Hockey Projects

CURRENT


Archiving Women's hockey projects

I am currently leading a large collaboration to archive the majority of analytics projects in women's hockey that are under threat of being lost to the chaos of the internet. In the near future, we hope to host a one-day event to organize and support a set volunteers to hunt down women's hockey projects, data, and resources and archive them on Meta Hockey. We are also helping to revamp Meta Hockey to make it more accessible and suitable to the hockey analytics community's needs.

CMU Sports statistics

This fall, I hope to join the Carnegie Mellon University Stats in Sports group to work on some of my projects that need more support from the academic sphere, such as potential projects applying statistical mechanics to football and using information theory to analyze passing in hockey. I also hope to bring my expertise in physics to this group's existing football research to provide an alternate perspective that can be beneficial in interdisciplinary fields.

I also will be helping Rebecca Nugent, Sam Ventura, and Ron Yurko to put on the 2021 CMU Sports Analytics conference.

past


WHKYHAC with Alyssa LongMuir and Mike Murphy

The Women's Hockey Analytics Conference occurred on July 10th, 2021, receiving about 400 unique viewers to the conference stream and averaging 50 viewers over the 8 hours of the conference. In hosting this conference, we aimed to give an effective platform to the growing number of women's hockey analysts and their projects. We helped facilitate collaborations between media members and women's hockey analysts through this conference, resulting in WHKYe and other novel projects.

We also hosted analytics-focused panels to help connect analysts, players, and media members. These panels featuring viewpoints of players and ex-players such as Colleen Coyne, Karell Émard, and Emma woods, as well as media members such as Erica L. Ayala, Gabs Fundaro, Nicole Haase, Marisa Ingemi, and Spencer Fascetta.

WHKYHAC hopefully will be an annual event going forward.
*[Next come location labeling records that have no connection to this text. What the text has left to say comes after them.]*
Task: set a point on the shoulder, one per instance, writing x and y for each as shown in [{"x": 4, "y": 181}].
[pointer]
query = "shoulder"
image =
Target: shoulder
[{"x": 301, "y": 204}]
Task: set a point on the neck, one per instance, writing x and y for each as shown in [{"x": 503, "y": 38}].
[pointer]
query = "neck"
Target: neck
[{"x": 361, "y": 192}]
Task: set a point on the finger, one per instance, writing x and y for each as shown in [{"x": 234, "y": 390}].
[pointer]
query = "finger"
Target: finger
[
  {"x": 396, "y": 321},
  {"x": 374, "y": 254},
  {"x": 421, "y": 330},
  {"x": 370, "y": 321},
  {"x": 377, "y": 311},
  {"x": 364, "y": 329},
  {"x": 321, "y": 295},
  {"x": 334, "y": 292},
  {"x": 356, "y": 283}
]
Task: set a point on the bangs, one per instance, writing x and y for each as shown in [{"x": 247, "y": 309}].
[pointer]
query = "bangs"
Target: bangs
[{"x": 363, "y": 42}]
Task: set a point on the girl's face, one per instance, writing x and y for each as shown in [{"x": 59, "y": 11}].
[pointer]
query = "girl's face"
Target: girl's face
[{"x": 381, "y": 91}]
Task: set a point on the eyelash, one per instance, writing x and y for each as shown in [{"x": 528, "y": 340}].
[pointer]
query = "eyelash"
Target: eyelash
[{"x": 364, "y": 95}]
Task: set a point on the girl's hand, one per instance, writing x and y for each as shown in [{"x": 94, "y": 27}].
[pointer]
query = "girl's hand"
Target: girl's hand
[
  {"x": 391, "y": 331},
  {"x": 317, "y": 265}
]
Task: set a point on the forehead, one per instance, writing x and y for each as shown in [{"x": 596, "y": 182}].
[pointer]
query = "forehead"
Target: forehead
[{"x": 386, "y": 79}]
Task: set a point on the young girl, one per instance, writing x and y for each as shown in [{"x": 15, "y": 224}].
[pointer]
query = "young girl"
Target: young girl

Archived presentations and data can be found on whkyhac.com and on the WHKYHAC https://www.youtube.com/channel/UCd_owNMk_0mkqSLnRdXVLiQ

Player Archetypes with Nayan Patel

With this novel project, we used several established metrics in conjunction with machine learning to identify data-driven player archetypes in the Big Data Cup women's hockey dataset. We found four forward archetypes, dependent, balanced, playmaker, and shooter, as well as three defensive archetypes, disruptor, two-way, and defensive. Particularly, we found in comparing men’s and women’s hockey, forward archetypes are very similar across the two types of hockey, but critical differences in women's hockey rules cause defender roles to be different.

We submitted this project to the Big Data Cup (paper), where we were named as Honorable Mentions for this project and presented our project at OTTHAC 2021. We also presented this project at the Ohio State University Sports and Society Institute Undergraduate Research Fair, where we were honored for our Outstanding Application of Analytics in this project.

An Nguyen made a comparison radar plot based on this project.

CWHL Aging Curves

When this project was conceived, it is unknown at what age a typical women’s hockey player produces their “peak” performance at. The careers of female hockey players can be somewhat sporadic, with breaks for the Olympics, pursuit of other professions, and various life events. This further complicates the task of discerning the ages of top production. In this project, I was able to identify peaks in offensive and defensive ability at certain ages among women’s hockey players despite these career interruptions. Following previous studies on aging curves in baseball and men’s hockey, I used the most advanced CWHL measures available at the time with the “delta method” to construct an aging curve using twelve seasons of CWHL data. This aging curve is then analyzed to determine when, on average, the peak performances in player’s career occur should they exist. Ultimately, this project offered novel insights into the evolution of female hockey players and helped break ground for other aging curve projects, particularly Mike Murphy's NCAA aging curve project and Ben Howell's work on NWHL aging curves.

This project was presented at RITSAC 2020: (slides) https://docs.google.com/presentation/d/1Ej0b_gSgh5R93TE9l9gNBH62meV0AEifvqI2K5dg1FE/edit#slide=id.p, (video @ 4:41:00) https://hockey-graphs.com/2019/09/21/2019-ritsac-slides-and-video/

PHF (NWHL) Event Location Mapping

Though my first foray into women's hockey analytics is no longer publicly available, it was a part of an initial wave of projects in 2018 that put women's hockey analytics on the map. Being an exclusively visual project, it was also easy and succinct women's hockey content to engage with on a Twitter timeline, which I believe helped grow awareness of women's hockey. My event location map featured all available PHF (at the time NWHL) location data, which included shots, blocks, saves, turnovers and penalties, and could be filtered by a number of categories.